FB_init

Thursday, April 17, 2008

Delta or difference between DataSets

Problem: determining the delta or difference between System.Data.DataSets.

Suppose you have one original DataSet (or XML that can be transformed to a DataSet) and a user modifies the data, yielding a second DataSet. Suppose you want to have smaller DataSets with only what was changed. With this smaller DataSets you can update the database or send data through a web service touching only what is needed.

The problem with DataSet's Merge and GetChanges methods is that I couldn't get changes alone.
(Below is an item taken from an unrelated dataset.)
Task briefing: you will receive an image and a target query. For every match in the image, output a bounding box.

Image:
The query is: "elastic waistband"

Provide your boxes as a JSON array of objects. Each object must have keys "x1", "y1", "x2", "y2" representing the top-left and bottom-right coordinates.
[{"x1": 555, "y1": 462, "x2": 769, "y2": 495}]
For some reason the DataSet would not recognize my primary keys. And I couldn't find a way to have only the data that was touched.

Microsoft's XmlDiff package is near what we need. It can detect changes and create patches for it. But it reconstructs the whole original data after the patch is applied. It doesn't single out only what was changed.

Approach: use and change the XmlDiff package (available here: http://msdn2.microsoft.com/en-us/library/aa302294.aspx ) to annotate the changes, and XSLT to filter what is needed. XmlDiff will compare two XML documents and annotate differences.

This is how one may use it:


using System.Xml;
using
Microsoft.XmlDiffPatch;

...

protected static string Delta(string originalXmlRead, string userData) {

XmlReader
xrOriginal= XmlReader.Create(new StringReader(originalXmlRead));
XmlReader
xrUserGiven = XmlReader.Create(new StringReader(userData));

XmlDiff diff = new XmlDiff(
XmlDiffOptions.IgnoreChildOrder | XmlDiffOptions.IgnoreComments |
XmlDiffOptions.IgnoreDtd | XmlDiffOptions.IgnoreNamespaces |
XmlDiffOptions.IgnorePI | XmlDiffOptions.IgnorePrefixes |
XmlDiffOptions.IgnoreWhitespace | XmlDiffOptions.IgnoreXmlDecl);

StringBuilder sb = new StringBuilder();
diff.Compare(xrOriginal, xrUserGiven, XmlWriter.Create(sb));
string diffg = sb.ToString();
XmlPatch
patch = new XmlPatch();

XmlDocument xmlDelta = new XmlDocument();
xmlDelta.LoadXml(originalXmlRead);
patch.Patch(xmlDelta, XmlReader.Create(new StringReader(diffg)));

return xmlDelta.InnerXml;
}

( It would be more elegant to extend the classes, but I was prototyping. And when I prototype I like to violate all the rules of Object Orientation. If for nothing else, just to prove the importance of OO :) )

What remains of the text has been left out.